I had to journey to a very dark place before I could get back to a good place... I have travelled some interesting by-ways, and met some great folks as well... the nurses at the Highline School District were wonderful.  So despite the depths and the negative people I encountered in one place, it has been almost universally refuted by every other person that I have met... and by all the other experiences that I have had.
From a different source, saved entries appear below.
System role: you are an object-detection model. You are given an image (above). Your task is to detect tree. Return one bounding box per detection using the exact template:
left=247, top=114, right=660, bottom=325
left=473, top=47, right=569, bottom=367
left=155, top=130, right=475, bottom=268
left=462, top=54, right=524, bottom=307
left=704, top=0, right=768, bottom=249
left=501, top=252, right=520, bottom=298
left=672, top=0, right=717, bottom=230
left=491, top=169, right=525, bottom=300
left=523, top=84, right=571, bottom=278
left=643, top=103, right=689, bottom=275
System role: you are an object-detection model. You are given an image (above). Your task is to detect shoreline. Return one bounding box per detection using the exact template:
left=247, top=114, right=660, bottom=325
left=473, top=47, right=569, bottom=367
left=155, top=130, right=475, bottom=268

Sadly, sometimes it takes reaching the end of the dark journey to realize the gifts that have been given along the way.

However, being on uneven ground in terms of employment and everything else made for an unstable year.  I think all I had was my anger and desire for revenge against those who wronged me.

I have now been in my new job for three weeks, I cannot even believe it's gone so fast.  I am loving what I'm doing, I'm loving the people, I'm loving feeling like I'm doing a good job.  My confidence is growing with my knowledge.

My feet feel like they are on solid ground and now I can move forward and leave all the bitterness and anger behind... and really embrace forgiveness for them and solace for myself.

I wrote this poem at possibly my darkest, lowest time emotionally:

They start out so kind 
You let them in 
But then you disappoint
And they are in your mind 

By opening that door 
You allow them to destroy your peace 
Your confidence 
Your hope... that anything will work again 

You run over & over - 
Details that are done 
Things you cannot change 
(Though you wish you could) 
You defend yourself to the destroyers 
The cold, stone cold, mouths
Who you could never have had hope of pleasing 

And the fear seeps in 
-ice in the veins
-sickness in the stomach 
And all visions of the future dim 

The door is shut tight behind you
You are in a pit, feeling for handholds
Fumbling, blind, with no plan 

There is only pain, darkness
fear illuminated by angry flashes

Fumbling for a handhold to open a door forward - anything to get out of the pit. 

Time ticks by 
You drown in the accumulating minutes - the only sound is your breathing and the rush of your blood in your ears. 

You look back and the wound that had barely begun to heal is ripped open afresh by circumstance 

The dry leaves of what was swirl up in a bone dry dance if pain,, darkness, and fear... repeating the cycle you worked so hard to rest. 

Go forward, guarded - ready to play the expected role - it's your only protection.